Inspired by this thread about how good optical character recognition for checking has gotten, I was wondering if there are any plans to get rid of MICR entirely on checks. Do most banks still rely on MICR or have they switched over to OCR to read the info printed in MICR? I suspect that the reliability of OCR now exceeds that of MICR (Is anybody trying to to improve MICR?).
I work for a check processor firm although I deal many with building checking statements and the like. The issue here is not that there isn’t better technology, it is that banks are notoriously cheap and tight. I suspect that MICR will disapear sooner rather than later because the magnetic ink is bloody expensive, but not because banks will jump to spend an extra dime.
I’m sure there are small local banks here and there that still rely on the old magnetic MICR machines. They’re simple and they work, so why not?
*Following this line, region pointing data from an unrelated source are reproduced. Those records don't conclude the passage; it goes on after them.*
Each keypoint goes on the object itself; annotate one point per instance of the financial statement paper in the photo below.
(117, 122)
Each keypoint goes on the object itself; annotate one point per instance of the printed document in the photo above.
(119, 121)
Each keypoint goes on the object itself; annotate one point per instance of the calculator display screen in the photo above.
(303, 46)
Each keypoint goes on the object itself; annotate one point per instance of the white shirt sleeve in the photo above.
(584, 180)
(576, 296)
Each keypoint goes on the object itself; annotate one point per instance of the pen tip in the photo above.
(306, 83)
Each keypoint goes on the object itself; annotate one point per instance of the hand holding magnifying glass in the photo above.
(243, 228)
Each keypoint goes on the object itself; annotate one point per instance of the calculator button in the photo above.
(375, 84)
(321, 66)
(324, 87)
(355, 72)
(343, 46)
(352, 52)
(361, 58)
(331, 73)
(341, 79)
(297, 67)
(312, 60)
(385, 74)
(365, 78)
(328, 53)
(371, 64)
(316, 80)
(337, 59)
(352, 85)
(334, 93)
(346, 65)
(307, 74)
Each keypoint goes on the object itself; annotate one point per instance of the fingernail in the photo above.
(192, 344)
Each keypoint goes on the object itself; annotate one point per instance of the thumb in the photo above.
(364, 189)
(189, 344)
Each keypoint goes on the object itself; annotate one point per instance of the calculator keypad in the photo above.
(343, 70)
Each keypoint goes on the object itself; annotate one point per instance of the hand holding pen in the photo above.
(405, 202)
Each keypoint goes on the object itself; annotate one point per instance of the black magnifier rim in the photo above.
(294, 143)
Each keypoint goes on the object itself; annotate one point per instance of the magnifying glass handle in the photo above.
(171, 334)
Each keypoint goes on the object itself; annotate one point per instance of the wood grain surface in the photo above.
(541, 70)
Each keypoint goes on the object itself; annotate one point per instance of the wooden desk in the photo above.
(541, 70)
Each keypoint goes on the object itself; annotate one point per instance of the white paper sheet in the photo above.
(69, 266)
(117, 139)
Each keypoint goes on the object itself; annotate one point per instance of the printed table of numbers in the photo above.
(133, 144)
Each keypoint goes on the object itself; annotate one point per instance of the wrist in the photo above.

But the vast majority of big banks have gone to OCR for the MICR, so they don’t rely on having the special magnetic ink. The nice thing about that is you can print checks on your computer if you want. (Well, you could always do that, it just means that if it went through an old-school MICR machine it would be rejected and they’d have to route it by hand.)
We service mostly small community banks and credit unions and MICR is very common. I will ask our print guys how common.
The biggie here is federal law and the ABA- consistent MICR specs were required for physical check sorting/processing and the Federal Reserve played a large role in processing checks. They’ve virtually eliminated that arm since everyone’s gone to image, but as long as the Fed is still doing it, the specs won’t change.